とはいえその程度の保身を考えるのは人間として当然であろう。
「報奨金、という名目で小遣いを渡そうではないか。どう思う、セヴラン?」
「はい、大旦那様。よろしいかと存じます」
「よし」
この日、アキラは5000フロンを受け取ったのであった。
* * *
「よかったですね、アキラさん」
『離れ』に戻ってきたアキラは、ミチアに報奨金の話をすると、彼女は自分のことのように喜んでくれた。
「ええと……この前聞いた話からすると、1フロンは100円くらいだと思えばよかったんだっけな」
「そうなんですか?」
物の価値がアキラのいた世界とは違うのだ、あくまでも目安である。
「だとすると50万円くらいか……」
日々の暮らしの面倒を見てもらった上、小遣いをもらえる。アキラは感謝していた。
「でも、使い途がないんだよな……」
この『蔦屋敷』にいる限り、お金を使う機会は皆無であった。
だが。
「でも、何か欲しいものがありましたらセヴランさんに頼めばいいんですよ」
とミチアが言う。
「基本的に半月に一度、出入りの商人が来ます。日用品はそこで頼んでいますから」
急ぎの品は『手紙鳩』を飛ばして注文するという。
「ああ、そういうのがあるんだ」
「アキラさんの世界にも手紙鳩っているんですか?」
最近はアキラも吹っ切れており、特にミチアとは元いた世界のことも話題に出すことができるようになっていた。
「うん。俺のところでは『伝書鳩』と言っていたな」
『伝書鳩』は、鳩の帰巣本能を利用した連絡手段で、脚に取り付けた『通信筒』に手紙を入れて放すことで、巣箱を管理する相手に連絡を取るためのものである。
地球ではローマ帝国時代から使われていたらしい。
「……話が逸れましたね。緊急でない品物は、半月に1度来る商人に注文しておけば、また半月後に持ってきてくれるわけです」
「なるほど」
もちろん、注文された品だけでなく、おすすめ品など商人が売りたい品物も持ってくるのだという。
「楽しみにしている子も多いですよ」
女性用のアクセサリーや化粧品も持ってくるので、メイドの子たちは楽しみにしているという。
「化粧品か……そういえば、ミチアはあまり化粧ってしないのかい?」
「えっ? 私ですか? は、はい」
化粧などしていると仕事に差し障りがあるので、とミチアは言った。
「お屋敷でお客様をお迎えする時にはする場合もありますけど」
とはいえ、唇に紅をさすくらいですが、とミチアは付け加えた。
「なるほどな。まあ、ミチアは色白だし肌もきれいだし、化粧が必要とも思えないからいいけどな」
「ええっ!?」
何気ないアキラの一言に、ミチアは頬を染めた。
そんなミチアの様子にアキラは気付かず、独り言を呟いた。
「化粧水くらいは作れるといいのになあ……グリセリンがあったらよかったのに」
と、そこにリーゼロッテがやって来て、アキラの言葉を聞きとがめた。
「グリセリン? あるわよ?」
「えっ!?」
アキラは耳を疑った。
「本当かい?」
リーゼロッテは頷いた。
「ええ。確かこれも『異邦人』が伝えたはずよ。何でも『まいなだいと』とかいうものを作りたくていろいろ試みた副産物らしいわ」
「まいなだいと? ……もしかしてダイナマイトじゃないか?」
「あ、そうそう。だいなまいとだったわ」
その単語にアキラは驚愕した。
「ダイナマイトだって!?」
ダイナマイトは、簡単に言えばニトログリセリンを珪藻土に染み込ませて安定化させたものだ。

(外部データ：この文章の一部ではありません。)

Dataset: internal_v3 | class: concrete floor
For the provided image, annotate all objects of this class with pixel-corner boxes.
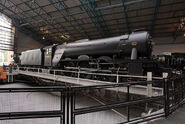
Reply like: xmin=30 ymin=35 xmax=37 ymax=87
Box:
xmin=0 ymin=84 xmax=125 ymax=124
xmin=0 ymin=83 xmax=185 ymax=124
xmin=151 ymin=106 xmax=185 ymax=124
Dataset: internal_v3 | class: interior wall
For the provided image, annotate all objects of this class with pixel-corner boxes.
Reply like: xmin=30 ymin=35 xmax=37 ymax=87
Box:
xmin=153 ymin=36 xmax=185 ymax=55
xmin=16 ymin=30 xmax=44 ymax=53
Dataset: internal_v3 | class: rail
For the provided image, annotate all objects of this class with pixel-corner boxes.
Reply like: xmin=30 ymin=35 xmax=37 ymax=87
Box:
xmin=0 ymin=76 xmax=185 ymax=124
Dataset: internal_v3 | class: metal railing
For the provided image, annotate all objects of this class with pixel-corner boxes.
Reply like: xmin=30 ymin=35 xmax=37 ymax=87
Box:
xmin=0 ymin=80 xmax=167 ymax=124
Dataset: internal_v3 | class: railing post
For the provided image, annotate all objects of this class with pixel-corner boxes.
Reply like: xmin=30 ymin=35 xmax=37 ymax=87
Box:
xmin=127 ymin=84 xmax=130 ymax=122
xmin=77 ymin=68 xmax=80 ymax=83
xmin=116 ymin=74 xmax=119 ymax=83
xmin=147 ymin=72 xmax=152 ymax=97
xmin=163 ymin=73 xmax=169 ymax=117
xmin=145 ymin=72 xmax=153 ymax=111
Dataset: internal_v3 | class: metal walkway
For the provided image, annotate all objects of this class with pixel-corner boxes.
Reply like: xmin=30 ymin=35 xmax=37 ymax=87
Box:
xmin=13 ymin=68 xmax=163 ymax=96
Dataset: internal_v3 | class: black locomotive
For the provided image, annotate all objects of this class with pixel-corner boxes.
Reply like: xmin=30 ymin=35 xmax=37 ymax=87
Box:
xmin=20 ymin=31 xmax=152 ymax=75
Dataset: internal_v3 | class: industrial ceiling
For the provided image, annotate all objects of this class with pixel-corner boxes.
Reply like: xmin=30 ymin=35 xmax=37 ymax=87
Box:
xmin=0 ymin=0 xmax=185 ymax=44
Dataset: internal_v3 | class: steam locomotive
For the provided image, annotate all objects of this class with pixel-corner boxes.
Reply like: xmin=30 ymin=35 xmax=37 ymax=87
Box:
xmin=20 ymin=31 xmax=155 ymax=75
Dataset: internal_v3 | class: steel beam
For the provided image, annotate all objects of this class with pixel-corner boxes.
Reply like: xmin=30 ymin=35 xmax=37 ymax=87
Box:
xmin=49 ymin=0 xmax=89 ymax=38
xmin=173 ymin=15 xmax=185 ymax=41
xmin=151 ymin=0 xmax=161 ymax=34
xmin=20 ymin=1 xmax=185 ymax=25
xmin=20 ymin=0 xmax=75 ymax=42
xmin=122 ymin=0 xmax=131 ymax=33
xmin=0 ymin=0 xmax=54 ymax=43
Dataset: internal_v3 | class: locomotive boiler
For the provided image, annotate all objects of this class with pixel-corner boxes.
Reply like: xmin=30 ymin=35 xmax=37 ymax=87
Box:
xmin=20 ymin=31 xmax=152 ymax=73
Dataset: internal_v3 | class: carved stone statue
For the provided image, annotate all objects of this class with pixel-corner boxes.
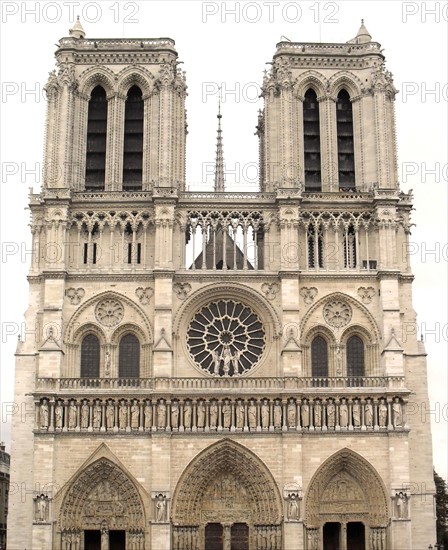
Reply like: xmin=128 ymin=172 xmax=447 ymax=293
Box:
xmin=378 ymin=398 xmax=387 ymax=428
xmin=352 ymin=399 xmax=361 ymax=428
xmin=184 ymin=399 xmax=191 ymax=430
xmin=301 ymin=400 xmax=310 ymax=428
xmin=210 ymin=399 xmax=218 ymax=430
xmin=68 ymin=400 xmax=77 ymax=430
xmin=222 ymin=399 xmax=232 ymax=429
xmin=157 ymin=399 xmax=166 ymax=429
xmin=39 ymin=399 xmax=50 ymax=430
xmin=54 ymin=401 xmax=64 ymax=429
xmin=392 ymin=397 xmax=403 ymax=428
xmin=339 ymin=397 xmax=348 ymax=428
xmin=106 ymin=399 xmax=115 ymax=430
xmin=198 ymin=399 xmax=205 ymax=428
xmin=286 ymin=398 xmax=296 ymax=428
xmin=274 ymin=399 xmax=282 ymax=428
xmin=131 ymin=399 xmax=140 ymax=430
xmin=81 ymin=399 xmax=89 ymax=429
xmin=327 ymin=398 xmax=336 ymax=430
xmin=118 ymin=401 xmax=128 ymax=430
xmin=364 ymin=397 xmax=373 ymax=428
xmin=261 ymin=399 xmax=269 ymax=429
xmin=171 ymin=401 xmax=179 ymax=430
xmin=156 ymin=494 xmax=166 ymax=522
xmin=143 ymin=401 xmax=152 ymax=430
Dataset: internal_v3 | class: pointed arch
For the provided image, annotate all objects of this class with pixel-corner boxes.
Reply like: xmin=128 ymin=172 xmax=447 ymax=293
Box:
xmin=305 ymin=448 xmax=389 ymax=529
xmin=172 ymin=439 xmax=282 ymax=526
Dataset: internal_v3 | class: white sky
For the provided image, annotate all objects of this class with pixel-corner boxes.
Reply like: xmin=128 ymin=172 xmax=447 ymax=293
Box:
xmin=0 ymin=0 xmax=448 ymax=479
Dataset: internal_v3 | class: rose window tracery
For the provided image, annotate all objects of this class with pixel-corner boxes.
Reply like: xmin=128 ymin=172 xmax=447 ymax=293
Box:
xmin=95 ymin=299 xmax=124 ymax=327
xmin=187 ymin=300 xmax=266 ymax=376
xmin=323 ymin=300 xmax=352 ymax=328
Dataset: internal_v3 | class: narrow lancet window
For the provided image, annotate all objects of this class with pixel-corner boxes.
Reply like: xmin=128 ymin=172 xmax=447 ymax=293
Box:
xmin=303 ymin=89 xmax=322 ymax=191
xmin=123 ymin=86 xmax=143 ymax=191
xmin=336 ymin=90 xmax=356 ymax=191
xmin=85 ymin=86 xmax=107 ymax=191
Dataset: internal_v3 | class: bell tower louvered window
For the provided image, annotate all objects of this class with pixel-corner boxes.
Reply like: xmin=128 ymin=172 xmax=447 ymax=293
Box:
xmin=123 ymin=86 xmax=143 ymax=191
xmin=85 ymin=86 xmax=107 ymax=191
xmin=81 ymin=334 xmax=100 ymax=378
xmin=118 ymin=334 xmax=140 ymax=378
xmin=336 ymin=90 xmax=356 ymax=190
xmin=303 ymin=89 xmax=322 ymax=191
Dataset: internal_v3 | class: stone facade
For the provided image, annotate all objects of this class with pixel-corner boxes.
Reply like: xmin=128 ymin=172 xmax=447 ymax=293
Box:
xmin=8 ymin=22 xmax=435 ymax=550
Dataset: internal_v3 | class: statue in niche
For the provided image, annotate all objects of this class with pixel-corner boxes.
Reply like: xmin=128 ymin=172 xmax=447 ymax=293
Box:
xmin=378 ymin=398 xmax=387 ymax=428
xmin=314 ymin=399 xmax=322 ymax=428
xmin=339 ymin=397 xmax=348 ymax=428
xmin=131 ymin=399 xmax=140 ymax=430
xmin=156 ymin=493 xmax=166 ymax=522
xmin=302 ymin=399 xmax=310 ymax=428
xmin=143 ymin=401 xmax=152 ymax=430
xmin=222 ymin=344 xmax=232 ymax=376
xmin=54 ymin=401 xmax=64 ymax=429
xmin=235 ymin=399 xmax=244 ymax=430
xmin=39 ymin=399 xmax=50 ymax=430
xmin=171 ymin=401 xmax=179 ymax=430
xmin=210 ymin=399 xmax=218 ymax=430
xmin=184 ymin=399 xmax=191 ymax=430
xmin=286 ymin=398 xmax=296 ymax=428
xmin=327 ymin=397 xmax=336 ymax=430
xmin=395 ymin=491 xmax=408 ymax=519
xmin=261 ymin=399 xmax=269 ymax=429
xmin=106 ymin=399 xmax=115 ymax=430
xmin=353 ymin=399 xmax=361 ymax=428
xmin=288 ymin=493 xmax=299 ymax=520
xmin=222 ymin=399 xmax=232 ymax=429
xmin=247 ymin=399 xmax=257 ymax=430
xmin=157 ymin=399 xmax=166 ymax=430
xmin=81 ymin=399 xmax=89 ymax=429
xmin=198 ymin=399 xmax=205 ymax=429
xmin=210 ymin=349 xmax=221 ymax=376
xmin=274 ymin=399 xmax=282 ymax=428
xmin=92 ymin=399 xmax=101 ymax=430
xmin=68 ymin=400 xmax=77 ymax=430
xmin=364 ymin=397 xmax=373 ymax=428
xmin=34 ymin=494 xmax=48 ymax=522
xmin=392 ymin=397 xmax=403 ymax=428
xmin=118 ymin=400 xmax=128 ymax=430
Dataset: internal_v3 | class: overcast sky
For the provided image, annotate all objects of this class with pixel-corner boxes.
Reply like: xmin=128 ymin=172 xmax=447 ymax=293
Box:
xmin=0 ymin=0 xmax=448 ymax=479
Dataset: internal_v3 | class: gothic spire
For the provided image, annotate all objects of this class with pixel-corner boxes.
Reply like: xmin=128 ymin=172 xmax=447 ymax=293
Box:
xmin=215 ymin=97 xmax=225 ymax=193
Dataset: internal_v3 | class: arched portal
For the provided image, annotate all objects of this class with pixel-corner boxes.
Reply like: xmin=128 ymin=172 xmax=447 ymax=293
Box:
xmin=172 ymin=440 xmax=282 ymax=550
xmin=59 ymin=458 xmax=145 ymax=550
xmin=305 ymin=449 xmax=389 ymax=550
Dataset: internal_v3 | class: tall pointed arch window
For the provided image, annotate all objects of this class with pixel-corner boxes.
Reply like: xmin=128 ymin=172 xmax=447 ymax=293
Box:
xmin=303 ymin=88 xmax=322 ymax=191
xmin=123 ymin=86 xmax=143 ymax=191
xmin=336 ymin=89 xmax=356 ymax=190
xmin=118 ymin=333 xmax=140 ymax=378
xmin=81 ymin=334 xmax=100 ymax=378
xmin=311 ymin=336 xmax=328 ymax=378
xmin=85 ymin=86 xmax=107 ymax=191
xmin=347 ymin=335 xmax=365 ymax=377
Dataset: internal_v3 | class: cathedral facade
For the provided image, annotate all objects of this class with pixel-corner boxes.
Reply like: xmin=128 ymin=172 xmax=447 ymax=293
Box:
xmin=8 ymin=22 xmax=435 ymax=550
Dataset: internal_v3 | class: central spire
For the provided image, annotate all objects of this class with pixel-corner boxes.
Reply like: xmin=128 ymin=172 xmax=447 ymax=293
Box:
xmin=215 ymin=96 xmax=225 ymax=193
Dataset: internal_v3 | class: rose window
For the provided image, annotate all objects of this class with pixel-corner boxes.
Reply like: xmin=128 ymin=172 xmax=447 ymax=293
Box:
xmin=323 ymin=300 xmax=352 ymax=328
xmin=187 ymin=300 xmax=265 ymax=376
xmin=95 ymin=300 xmax=124 ymax=327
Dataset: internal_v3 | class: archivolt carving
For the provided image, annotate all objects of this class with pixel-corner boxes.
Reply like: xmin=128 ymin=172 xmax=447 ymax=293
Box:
xmin=64 ymin=291 xmax=153 ymax=343
xmin=172 ymin=440 xmax=282 ymax=526
xmin=59 ymin=458 xmax=145 ymax=530
xmin=305 ymin=449 xmax=389 ymax=528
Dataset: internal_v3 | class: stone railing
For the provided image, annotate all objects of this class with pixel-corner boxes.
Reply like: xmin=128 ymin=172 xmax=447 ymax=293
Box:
xmin=36 ymin=376 xmax=405 ymax=393
xmin=35 ymin=395 xmax=407 ymax=433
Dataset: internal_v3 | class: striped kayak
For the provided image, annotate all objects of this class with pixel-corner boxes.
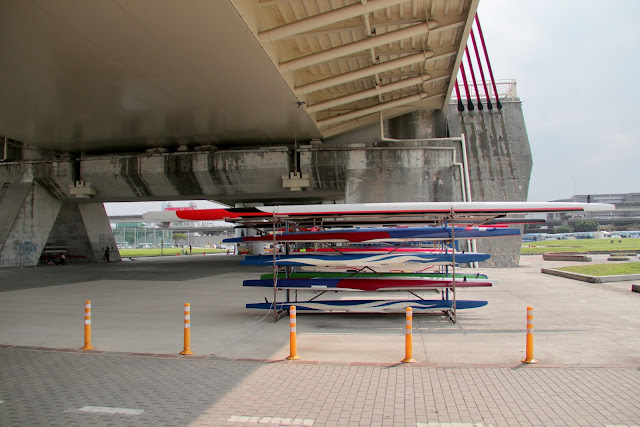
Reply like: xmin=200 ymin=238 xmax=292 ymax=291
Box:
xmin=260 ymin=271 xmax=488 ymax=280
xmin=242 ymin=278 xmax=493 ymax=291
xmin=223 ymin=226 xmax=520 ymax=243
xmin=240 ymin=252 xmax=490 ymax=267
xmin=246 ymin=299 xmax=487 ymax=313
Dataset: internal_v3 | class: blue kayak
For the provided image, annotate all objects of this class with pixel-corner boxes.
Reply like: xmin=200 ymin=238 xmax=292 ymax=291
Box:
xmin=240 ymin=252 xmax=490 ymax=267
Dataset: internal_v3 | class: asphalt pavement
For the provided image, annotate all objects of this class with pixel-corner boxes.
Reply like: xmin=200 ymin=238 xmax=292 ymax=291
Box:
xmin=0 ymin=255 xmax=640 ymax=426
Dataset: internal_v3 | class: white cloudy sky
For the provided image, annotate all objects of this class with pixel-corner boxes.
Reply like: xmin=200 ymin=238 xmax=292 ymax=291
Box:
xmin=106 ymin=0 xmax=640 ymax=215
xmin=478 ymin=0 xmax=640 ymax=201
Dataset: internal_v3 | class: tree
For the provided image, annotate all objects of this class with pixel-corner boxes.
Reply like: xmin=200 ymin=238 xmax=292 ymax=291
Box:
xmin=573 ymin=219 xmax=600 ymax=233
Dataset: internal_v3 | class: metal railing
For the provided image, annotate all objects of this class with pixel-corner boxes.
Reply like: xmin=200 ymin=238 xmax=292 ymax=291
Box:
xmin=449 ymin=79 xmax=518 ymax=104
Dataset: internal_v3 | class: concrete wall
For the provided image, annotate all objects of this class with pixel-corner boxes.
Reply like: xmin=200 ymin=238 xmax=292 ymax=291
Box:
xmin=300 ymin=141 xmax=462 ymax=203
xmin=447 ymin=100 xmax=533 ymax=267
xmin=0 ymin=182 xmax=62 ymax=267
xmin=0 ymin=101 xmax=532 ymax=266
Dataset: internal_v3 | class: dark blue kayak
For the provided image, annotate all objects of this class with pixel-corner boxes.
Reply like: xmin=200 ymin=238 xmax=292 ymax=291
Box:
xmin=247 ymin=299 xmax=487 ymax=313
xmin=223 ymin=227 xmax=520 ymax=243
xmin=240 ymin=252 xmax=490 ymax=267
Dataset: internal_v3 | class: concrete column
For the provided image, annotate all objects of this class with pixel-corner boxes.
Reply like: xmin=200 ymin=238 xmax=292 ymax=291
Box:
xmin=0 ymin=181 xmax=120 ymax=267
xmin=448 ymin=100 xmax=533 ymax=267
xmin=0 ymin=181 xmax=62 ymax=267
xmin=344 ymin=142 xmax=462 ymax=203
xmin=47 ymin=201 xmax=120 ymax=263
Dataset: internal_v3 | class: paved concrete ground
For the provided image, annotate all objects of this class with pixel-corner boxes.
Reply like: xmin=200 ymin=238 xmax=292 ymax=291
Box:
xmin=0 ymin=256 xmax=640 ymax=426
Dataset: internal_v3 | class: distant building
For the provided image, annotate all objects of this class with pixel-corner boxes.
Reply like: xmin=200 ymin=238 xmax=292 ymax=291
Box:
xmin=547 ymin=193 xmax=640 ymax=225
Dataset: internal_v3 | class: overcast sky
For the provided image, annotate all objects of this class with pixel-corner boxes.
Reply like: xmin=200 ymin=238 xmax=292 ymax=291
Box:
xmin=478 ymin=0 xmax=640 ymax=201
xmin=106 ymin=0 xmax=640 ymax=215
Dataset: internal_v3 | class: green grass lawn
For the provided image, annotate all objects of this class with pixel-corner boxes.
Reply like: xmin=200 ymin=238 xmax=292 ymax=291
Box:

そしてニトログリセリンは硝酸と硫酸の混酸にグリセリンを混ぜることで得られる。
強力な爆薬であり、その威力は黒色火薬の比ではない。そもそもこの世界に火薬があるのかどうかすらアキラは知らないが。
その『異邦人』はそうした兵器を作りたかったのだろうか……と、アキラは少し背筋を寒くさせたのだった。
「で、そのダイナマイトは?」
「結局できなかったようね。なんとか酸が作れなかったらしいわ」
「そうか……」
アキラはほっとした。ダイナマイトを限られた勢力が所有したら、おそらくこの世界の勢力バランスが崩れるだろうと思ったのだ。
「あ、でもグリセリンはあるんだ?」
「ええ。発酵させて作るとか何とか」
「ふうん……」
考え込んだアキラに、リーゼロッテは声を掛ける。
「また何か役に立つ薬を作ろうっていうの? だったら協力するわよ?」
「あ、ああ。それは助かる。実は『化粧水』を作れたら、と思ってね」
「けしょうすい? お化粧の水?」
アキラは頷き、顔に塗って保湿効果を与えるものであることを説明をした。
ハンドクリームは手に塗るもの、リップクリームは唇に塗るもの。もちろん顔に塗っても害はないが、てかってしまうため人前に出る時は注意が必要だからだ。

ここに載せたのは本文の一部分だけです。